China’s Maritime Silk Road projects come with environmental costs for Africa — study

China’s Maritime Silk Road projects come with environmental costs for Africa — study

While some of the ports, bridges and other coastal projects constructed as part of Beijing’s so-called Maritime Silk Road help developing economies increase their capacity for trade, there are environmental downsides to China’s coastal infrastructure, according to a new academic study that has just been published in the journal One Earth.

The study, by researchers from Boston University Global Development Policy Center, University of California Santa Barbara, Colorado State University and the University of Queensland, looked at the risks from 114 Chinese-funded coastal development projects totaling some $65 billion over a 10-year period until 2019. The series of coastal projects dubbed by Beijing the “21st Century Maritime Silk Road” — part of President Xi Jinping’s greater Belt and Road Initiative to build infrastructure — “has enormous potential to propel economic prosperity … but there are growing concerns regarding the potential deleterious impacts of this initiative on the environment and local and indigenous communities,” the study said.

Africa has been found to be among the most negatively affected regions but Caribbean Island nations are also facing high risk to marine habitats.
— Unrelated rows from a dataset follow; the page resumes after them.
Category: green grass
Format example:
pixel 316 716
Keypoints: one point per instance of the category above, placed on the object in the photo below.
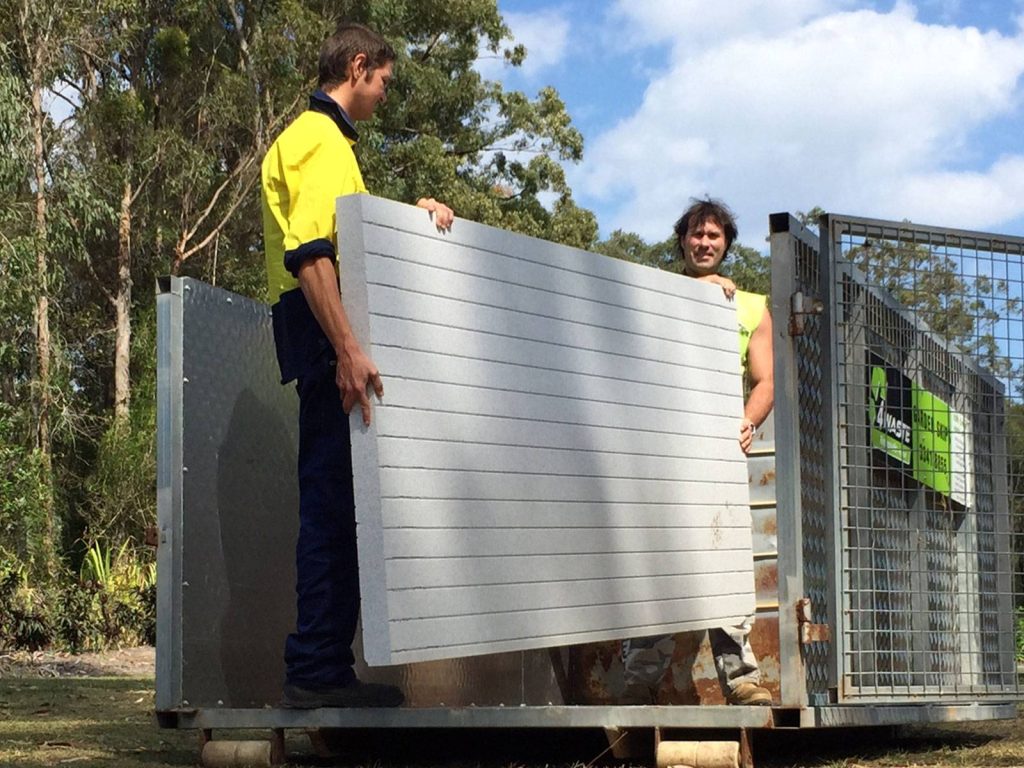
pixel 109 722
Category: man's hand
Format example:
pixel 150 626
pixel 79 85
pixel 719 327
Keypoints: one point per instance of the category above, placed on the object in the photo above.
pixel 354 375
pixel 441 214
pixel 728 287
pixel 747 430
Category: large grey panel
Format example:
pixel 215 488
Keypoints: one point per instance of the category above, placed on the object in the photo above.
pixel 590 411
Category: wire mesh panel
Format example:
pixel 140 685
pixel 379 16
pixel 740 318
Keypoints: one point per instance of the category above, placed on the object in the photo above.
pixel 928 351
pixel 803 459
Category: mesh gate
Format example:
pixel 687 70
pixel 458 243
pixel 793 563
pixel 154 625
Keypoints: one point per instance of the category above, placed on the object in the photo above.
pixel 926 337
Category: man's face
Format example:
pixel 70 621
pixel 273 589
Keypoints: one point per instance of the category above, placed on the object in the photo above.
pixel 704 248
pixel 369 89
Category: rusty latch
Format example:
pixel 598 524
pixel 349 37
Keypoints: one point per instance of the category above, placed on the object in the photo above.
pixel 810 632
pixel 800 306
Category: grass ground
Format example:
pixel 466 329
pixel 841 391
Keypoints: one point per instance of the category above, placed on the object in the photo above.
pixel 109 722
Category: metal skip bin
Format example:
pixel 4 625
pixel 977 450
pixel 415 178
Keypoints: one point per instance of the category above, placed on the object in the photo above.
pixel 827 631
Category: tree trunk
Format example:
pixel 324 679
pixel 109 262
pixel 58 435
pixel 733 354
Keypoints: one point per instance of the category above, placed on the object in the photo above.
pixel 42 383
pixel 122 307
pixel 42 282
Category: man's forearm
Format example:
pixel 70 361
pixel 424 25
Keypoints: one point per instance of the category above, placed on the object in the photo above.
pixel 320 285
pixel 760 402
For example, in “Angola and Mozambique, more than 2,000 [km2] of marine habitats face high impact risks,” the research found. While infrastructure such as bridges and power plants can also threaten the environment, it is port developments that represent the greatest risks to marine systems, researchers found.
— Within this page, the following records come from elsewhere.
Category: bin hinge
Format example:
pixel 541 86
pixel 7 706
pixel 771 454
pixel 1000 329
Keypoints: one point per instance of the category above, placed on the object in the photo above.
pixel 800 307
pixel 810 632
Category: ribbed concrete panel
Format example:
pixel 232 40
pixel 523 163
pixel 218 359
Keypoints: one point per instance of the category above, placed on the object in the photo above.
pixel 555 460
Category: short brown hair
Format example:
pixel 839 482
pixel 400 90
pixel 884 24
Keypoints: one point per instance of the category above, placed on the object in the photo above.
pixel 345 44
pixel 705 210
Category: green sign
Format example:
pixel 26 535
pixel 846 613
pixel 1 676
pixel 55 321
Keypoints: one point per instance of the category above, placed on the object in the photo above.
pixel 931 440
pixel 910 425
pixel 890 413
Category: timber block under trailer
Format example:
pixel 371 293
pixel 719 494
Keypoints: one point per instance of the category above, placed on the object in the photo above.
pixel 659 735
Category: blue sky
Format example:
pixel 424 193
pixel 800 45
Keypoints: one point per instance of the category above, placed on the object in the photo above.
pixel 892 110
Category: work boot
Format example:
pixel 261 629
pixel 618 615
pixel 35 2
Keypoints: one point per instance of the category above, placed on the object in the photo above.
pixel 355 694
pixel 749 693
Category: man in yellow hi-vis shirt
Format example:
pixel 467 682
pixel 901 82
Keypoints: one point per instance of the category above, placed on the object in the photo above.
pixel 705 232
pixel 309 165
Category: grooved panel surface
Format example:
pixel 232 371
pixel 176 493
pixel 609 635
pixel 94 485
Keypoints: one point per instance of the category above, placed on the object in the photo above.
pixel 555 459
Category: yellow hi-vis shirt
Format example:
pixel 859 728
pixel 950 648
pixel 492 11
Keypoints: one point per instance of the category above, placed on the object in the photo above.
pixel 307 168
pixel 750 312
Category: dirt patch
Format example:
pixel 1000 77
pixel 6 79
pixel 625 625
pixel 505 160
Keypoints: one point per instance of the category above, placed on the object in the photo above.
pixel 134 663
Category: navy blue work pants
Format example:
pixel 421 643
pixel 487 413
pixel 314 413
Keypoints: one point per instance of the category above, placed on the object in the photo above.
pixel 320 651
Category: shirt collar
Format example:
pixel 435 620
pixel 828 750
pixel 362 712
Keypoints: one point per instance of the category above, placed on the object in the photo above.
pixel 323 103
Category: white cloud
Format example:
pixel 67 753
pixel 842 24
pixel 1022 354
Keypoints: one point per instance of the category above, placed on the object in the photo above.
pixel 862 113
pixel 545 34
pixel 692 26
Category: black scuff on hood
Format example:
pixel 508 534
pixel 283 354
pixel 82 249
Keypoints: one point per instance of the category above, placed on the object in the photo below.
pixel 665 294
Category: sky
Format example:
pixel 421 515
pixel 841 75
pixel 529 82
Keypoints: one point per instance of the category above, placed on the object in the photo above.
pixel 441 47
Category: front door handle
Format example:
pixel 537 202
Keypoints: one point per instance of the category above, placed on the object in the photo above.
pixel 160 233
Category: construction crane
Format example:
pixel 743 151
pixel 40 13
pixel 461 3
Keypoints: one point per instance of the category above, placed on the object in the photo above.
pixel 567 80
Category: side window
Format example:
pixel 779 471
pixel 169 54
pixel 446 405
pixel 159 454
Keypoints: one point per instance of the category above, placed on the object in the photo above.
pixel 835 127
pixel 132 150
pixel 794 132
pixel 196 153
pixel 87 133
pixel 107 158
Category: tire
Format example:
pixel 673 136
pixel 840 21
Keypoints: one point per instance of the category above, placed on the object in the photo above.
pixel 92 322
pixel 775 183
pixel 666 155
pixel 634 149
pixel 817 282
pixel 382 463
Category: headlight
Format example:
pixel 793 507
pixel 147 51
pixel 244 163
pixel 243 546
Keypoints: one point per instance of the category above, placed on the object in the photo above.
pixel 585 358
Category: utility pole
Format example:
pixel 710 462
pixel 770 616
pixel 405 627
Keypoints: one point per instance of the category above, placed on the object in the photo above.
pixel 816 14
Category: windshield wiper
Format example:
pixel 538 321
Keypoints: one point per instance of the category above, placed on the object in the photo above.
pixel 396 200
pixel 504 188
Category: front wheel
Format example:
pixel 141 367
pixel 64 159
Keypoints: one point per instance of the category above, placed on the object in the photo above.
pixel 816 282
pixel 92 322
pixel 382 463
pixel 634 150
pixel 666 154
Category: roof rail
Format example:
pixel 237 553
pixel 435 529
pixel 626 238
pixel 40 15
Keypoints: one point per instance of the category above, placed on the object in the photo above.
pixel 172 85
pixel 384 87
Also, other African ports, such as those in Mauritania, Côte d’Ivoire, Cameroon, Angola, Mozambique and Djibouti, are prominent regional risk hotspots. The study found that as well as affecting marine life and biodiversity, such projects can negatively impact indigenous coastal communities.

China is the biggest bilateral funder of coastal infrastructure overseas, surpassing Japan and multilateral institutions like the Asian Development Bank. Early this year, Beijing announced new green finance guidelines for its banks to manage risks, including environmental concerns.